Reafirmamos aqui a tese de que o acesso a casa, sonho dos Sem Teto, pela primeira vez, passa
a se constituir em uma possibilidade. Entretanto, esse acesso é eivado limitações pelos
seguintes motivos: (i) o programa não contempla o conjunto das pessoas que efetivamente
precisam de moradia; (ii) parcela considerável da população Sem Teto contemplada não tem
condições de arcar com os custos da moradia, o que tem resultado na insólita situação de
venda, por preços irrisórios, do imóvel recém adquirido; (iii) as unidades habitacionais estão
sendo construídas em terrenos “periféricos”, ou seja, distantes dos bairros consolidados (local
de trabalho e fonte de renda de muitos dos moradores das ocupações) e sem infra-estrutura
urbana (transporte, equipamentos de saúde e habitação) a exemplo dos conjuntos situados na
Estrada do Aeroporto. Ao deslocar os moradores de ocupações situadas em bairros
consolidados e centrais (degradados ou não) para áreas periféricas e sem infraestrutura
urbana, o Programa Minha Casa Minha Vida reproduz, em tempos de redemocratização, o
velho padrão periférico e segregador de urbanização. Desse modo, a tese da “autonomia” do
estado, das possibilidades de construção de políticas que não estejam associadas a interesses
hegemônicos não se aplica a esse estudo. Como afirma Maricato, o problema da moradia no
Brasil não resulta da falta de planejamento ou de leis. O país tem uma das melhores
legislações do mundo relativas à questão urbana. O fato é que apesar dos avanços no processo
de democratização da sociedade brasileira nos últimos vintes anos, da institucionalização de
instrumentos de gestão voltados à ampliação do acesso à terra urbana e à moradia, a
radicalização dos processos de mercantilização da terra urbana agrava a situação da população
que se insere de forma precária no contexto das sociedades globalizadas. A conjuntura
econômica tem impulsionado a indústria de construção civil e o mercado imobiliário,
ampliando as fronteiras e possibilidades de investimento nas grandes cidades, passando a
habitação para os segmentos situados nas menores faixas de renda um campo promissor de
investimento. Tal cenário repercute na implementação das políticas públicas para moradia. A
experiência e a literatura têm demonstrado que a efetividade de uma política habitacional
depende da possibilidade de inserção social e produtiva. Como afirmam os moradores das
ocupações: não basta ter a casa. Para mantê-la é preciso ter trabalho. A implementação de
uma política habitacional sem se contrapor à lógica capitalista de valorização do solo urbano,
sem o combate à periferização, sem regularização fundiária e segurança da posse, tem pouca
efetividade.
Referências bibliográficas:
EVANS, Peter, Sckocpol, T. et al. (ed.) Bringing the State Back In. Cambridge University
Press, 1985. ; SANTOS, Boaventura de Sousa. O Estado e o direito na transição pós-moderna:
para um novo senso comum sobre o poder e o direito. In: Revista Crítica de Ciências Sociais.

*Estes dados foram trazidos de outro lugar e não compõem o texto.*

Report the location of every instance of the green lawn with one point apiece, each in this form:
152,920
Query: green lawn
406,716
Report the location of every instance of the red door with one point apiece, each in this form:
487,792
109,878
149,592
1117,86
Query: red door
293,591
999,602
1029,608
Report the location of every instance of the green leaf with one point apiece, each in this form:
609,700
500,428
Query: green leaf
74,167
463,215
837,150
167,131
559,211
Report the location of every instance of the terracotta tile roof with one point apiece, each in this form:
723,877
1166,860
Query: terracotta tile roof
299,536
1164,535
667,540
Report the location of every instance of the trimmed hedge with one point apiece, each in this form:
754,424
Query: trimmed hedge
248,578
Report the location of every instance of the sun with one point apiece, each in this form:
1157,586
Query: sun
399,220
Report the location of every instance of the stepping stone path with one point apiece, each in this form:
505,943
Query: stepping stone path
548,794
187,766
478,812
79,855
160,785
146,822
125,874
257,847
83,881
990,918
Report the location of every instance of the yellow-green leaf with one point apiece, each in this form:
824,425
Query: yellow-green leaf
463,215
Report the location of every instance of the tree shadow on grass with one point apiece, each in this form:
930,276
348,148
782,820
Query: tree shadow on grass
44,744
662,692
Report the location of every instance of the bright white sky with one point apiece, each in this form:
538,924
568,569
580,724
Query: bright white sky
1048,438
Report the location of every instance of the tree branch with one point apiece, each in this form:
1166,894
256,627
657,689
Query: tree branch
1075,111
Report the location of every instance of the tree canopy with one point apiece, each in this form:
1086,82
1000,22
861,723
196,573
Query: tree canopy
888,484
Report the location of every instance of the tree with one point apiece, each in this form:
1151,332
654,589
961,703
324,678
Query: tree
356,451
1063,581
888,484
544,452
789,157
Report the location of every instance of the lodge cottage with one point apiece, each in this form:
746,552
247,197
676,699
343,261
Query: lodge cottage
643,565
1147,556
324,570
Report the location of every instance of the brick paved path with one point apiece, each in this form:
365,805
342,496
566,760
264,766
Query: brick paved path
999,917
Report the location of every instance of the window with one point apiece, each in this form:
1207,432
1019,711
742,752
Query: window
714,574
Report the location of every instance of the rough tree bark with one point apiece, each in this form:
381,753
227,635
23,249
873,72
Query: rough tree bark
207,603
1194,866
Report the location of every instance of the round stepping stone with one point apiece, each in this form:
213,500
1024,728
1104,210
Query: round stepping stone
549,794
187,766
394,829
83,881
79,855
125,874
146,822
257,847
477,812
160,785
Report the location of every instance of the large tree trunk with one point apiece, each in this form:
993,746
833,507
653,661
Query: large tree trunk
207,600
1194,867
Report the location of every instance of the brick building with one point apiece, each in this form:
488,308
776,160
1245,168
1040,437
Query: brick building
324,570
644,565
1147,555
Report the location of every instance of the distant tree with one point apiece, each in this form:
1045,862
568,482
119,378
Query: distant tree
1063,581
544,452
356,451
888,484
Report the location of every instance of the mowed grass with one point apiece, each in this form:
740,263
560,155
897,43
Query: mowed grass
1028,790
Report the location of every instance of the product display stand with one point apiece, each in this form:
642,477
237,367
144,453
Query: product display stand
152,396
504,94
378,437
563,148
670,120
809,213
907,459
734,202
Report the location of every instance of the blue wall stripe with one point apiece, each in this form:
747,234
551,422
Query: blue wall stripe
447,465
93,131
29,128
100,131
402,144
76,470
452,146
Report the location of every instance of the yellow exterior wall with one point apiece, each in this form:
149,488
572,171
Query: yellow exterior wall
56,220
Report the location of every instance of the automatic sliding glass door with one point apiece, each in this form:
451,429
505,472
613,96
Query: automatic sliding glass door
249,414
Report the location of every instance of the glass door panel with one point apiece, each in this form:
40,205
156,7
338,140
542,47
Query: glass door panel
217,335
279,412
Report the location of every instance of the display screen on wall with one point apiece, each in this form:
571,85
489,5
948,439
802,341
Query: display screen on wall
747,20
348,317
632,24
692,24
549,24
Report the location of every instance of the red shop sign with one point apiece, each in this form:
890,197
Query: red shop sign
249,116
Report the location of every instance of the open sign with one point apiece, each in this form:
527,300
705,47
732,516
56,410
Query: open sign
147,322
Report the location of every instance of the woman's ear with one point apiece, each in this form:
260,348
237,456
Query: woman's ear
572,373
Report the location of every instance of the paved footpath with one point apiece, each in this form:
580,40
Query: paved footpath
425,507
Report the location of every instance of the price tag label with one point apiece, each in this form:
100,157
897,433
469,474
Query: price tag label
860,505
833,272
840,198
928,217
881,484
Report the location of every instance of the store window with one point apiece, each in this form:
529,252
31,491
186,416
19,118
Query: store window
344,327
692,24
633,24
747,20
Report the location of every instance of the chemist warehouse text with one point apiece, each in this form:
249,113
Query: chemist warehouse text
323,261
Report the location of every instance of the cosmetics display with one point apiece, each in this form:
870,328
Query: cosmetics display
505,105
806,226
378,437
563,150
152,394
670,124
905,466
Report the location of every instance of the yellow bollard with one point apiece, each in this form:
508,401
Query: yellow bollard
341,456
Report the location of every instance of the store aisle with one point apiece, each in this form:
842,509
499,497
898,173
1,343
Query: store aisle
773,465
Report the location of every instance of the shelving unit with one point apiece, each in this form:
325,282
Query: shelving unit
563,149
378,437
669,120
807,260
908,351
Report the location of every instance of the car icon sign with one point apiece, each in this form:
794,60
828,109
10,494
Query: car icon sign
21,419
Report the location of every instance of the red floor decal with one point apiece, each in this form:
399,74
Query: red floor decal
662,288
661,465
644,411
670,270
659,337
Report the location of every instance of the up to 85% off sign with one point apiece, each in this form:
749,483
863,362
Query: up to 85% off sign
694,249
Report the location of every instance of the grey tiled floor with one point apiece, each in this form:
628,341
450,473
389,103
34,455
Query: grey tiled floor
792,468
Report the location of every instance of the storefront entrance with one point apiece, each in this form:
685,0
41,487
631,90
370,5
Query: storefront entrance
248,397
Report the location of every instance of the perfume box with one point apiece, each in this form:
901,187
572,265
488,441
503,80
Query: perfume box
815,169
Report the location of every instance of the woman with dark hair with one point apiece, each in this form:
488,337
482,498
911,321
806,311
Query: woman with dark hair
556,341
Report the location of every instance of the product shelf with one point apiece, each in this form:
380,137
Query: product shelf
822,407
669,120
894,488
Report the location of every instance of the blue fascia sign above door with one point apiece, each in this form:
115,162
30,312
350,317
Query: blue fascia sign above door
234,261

Coimbra, 30: 13-43, jun., 1990. ; MARICATO, Ermínia. Globalização e política urbana na
periferia do capitalismo. Revista Territórios. Bogotá, 2008. ; SANTOS, M. E. Atlas sobre o
Direito de Morar. EDUFBA/CIAGS. 2012. ; FUNDAÇÃO JOÃO PINHEIRO. Déficit
habitacional no Brasil 2008. Ministério das Cidades. Secretaria Nacional de Habitação.
Brasília: Ministério das Cidades, 2011.